In most cases, you'll need to override variables related to the GitHub repository (repository, branch, owner) in the main.tf.


3. Deploy Your Cluster to AWS

Deploy your configured cluster with the following terraform commands:

terraform init 
terraform apply
aws --region <region> eks update-kubeconfig --name <cluster-name>

What these commands do:

  • Initialize Terraform and download all remote dependencies
  • Create a cluster and a clean EKS with all required AWS resources (IAM roles, ASGs, S3 buckets, etc.)
  • Update your local kubeconfig file to access your newly created EKS cluster in the configured context

After that, you can manage your Kubernetes cluster with either ArgoCD CLI/UI or kubectl.

To use kubectl (Kubernetes CLI for cluster management), install and configure it using this official guide.


4. Cluster Access and Management

Prepare to start using your cluster

Terraform commands will generate a few files in the default apps folder of the repository. You need to commit them in Git and push them to your Github repository to start deploying services to your EKS Kubernetes cluster.

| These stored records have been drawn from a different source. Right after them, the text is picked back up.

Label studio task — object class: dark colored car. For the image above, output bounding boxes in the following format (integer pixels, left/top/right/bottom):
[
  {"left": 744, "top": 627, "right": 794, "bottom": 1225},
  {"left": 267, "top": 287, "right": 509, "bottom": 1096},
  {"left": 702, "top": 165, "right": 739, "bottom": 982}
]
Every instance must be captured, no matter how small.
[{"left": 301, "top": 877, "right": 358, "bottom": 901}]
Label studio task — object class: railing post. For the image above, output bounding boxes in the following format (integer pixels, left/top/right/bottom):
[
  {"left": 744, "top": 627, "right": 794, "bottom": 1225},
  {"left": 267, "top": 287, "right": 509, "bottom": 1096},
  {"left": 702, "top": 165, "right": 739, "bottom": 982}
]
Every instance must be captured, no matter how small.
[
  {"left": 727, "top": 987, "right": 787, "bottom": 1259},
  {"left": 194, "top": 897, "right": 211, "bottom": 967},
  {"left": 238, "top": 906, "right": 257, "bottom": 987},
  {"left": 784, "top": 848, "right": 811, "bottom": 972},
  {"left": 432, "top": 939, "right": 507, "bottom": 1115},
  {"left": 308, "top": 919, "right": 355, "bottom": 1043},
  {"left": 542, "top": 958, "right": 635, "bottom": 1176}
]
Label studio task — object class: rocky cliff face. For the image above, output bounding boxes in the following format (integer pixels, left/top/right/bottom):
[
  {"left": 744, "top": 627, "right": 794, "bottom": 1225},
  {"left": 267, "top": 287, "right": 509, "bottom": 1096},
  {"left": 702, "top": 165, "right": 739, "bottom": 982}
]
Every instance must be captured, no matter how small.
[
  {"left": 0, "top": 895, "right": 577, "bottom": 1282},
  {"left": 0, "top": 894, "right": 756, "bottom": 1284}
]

Note that ArgoCD is pre-configured to track changes of the current repository. When new changes come to the apps folder, it triggers the synchronization process and all objects placed in that folder get created.

Access Kubeflow and ArgoCD UI

Now you have your cluster deployed and ready for work. During the deployment process, two service access endpoints were created in accordance with your domains variable settings in the main.tf file:

  • Kubeflow https://kubeflow.some.domain.local
  • ArgoCD https://argocd.some.domain.local

To access these URLs, check the email you provided in the domains variable for access credentials and use them to log in. Check out this video to see the process of logging into the Kubeflow UI after cluster deployment (Vimeo):

To learn more about Kubeflow and ArgoCD, you can check out their respective official documentation:


Kubeflow: Example Use Case

Once you have successfully logged into your Amazon EKS cluster via kubectl, access Kubeflow UI, pass all the configuration screens, and you’ll see the Kubeflow dashboard:

kubeflow-dashboard-ui 

To access Kubeflow Pipelines in the UI, click Pipelines. Kubeflow offers a few samples to let you try pipelines quickly. To learn about using Kubeflow on AWS, please check the official Kubeflow documentation.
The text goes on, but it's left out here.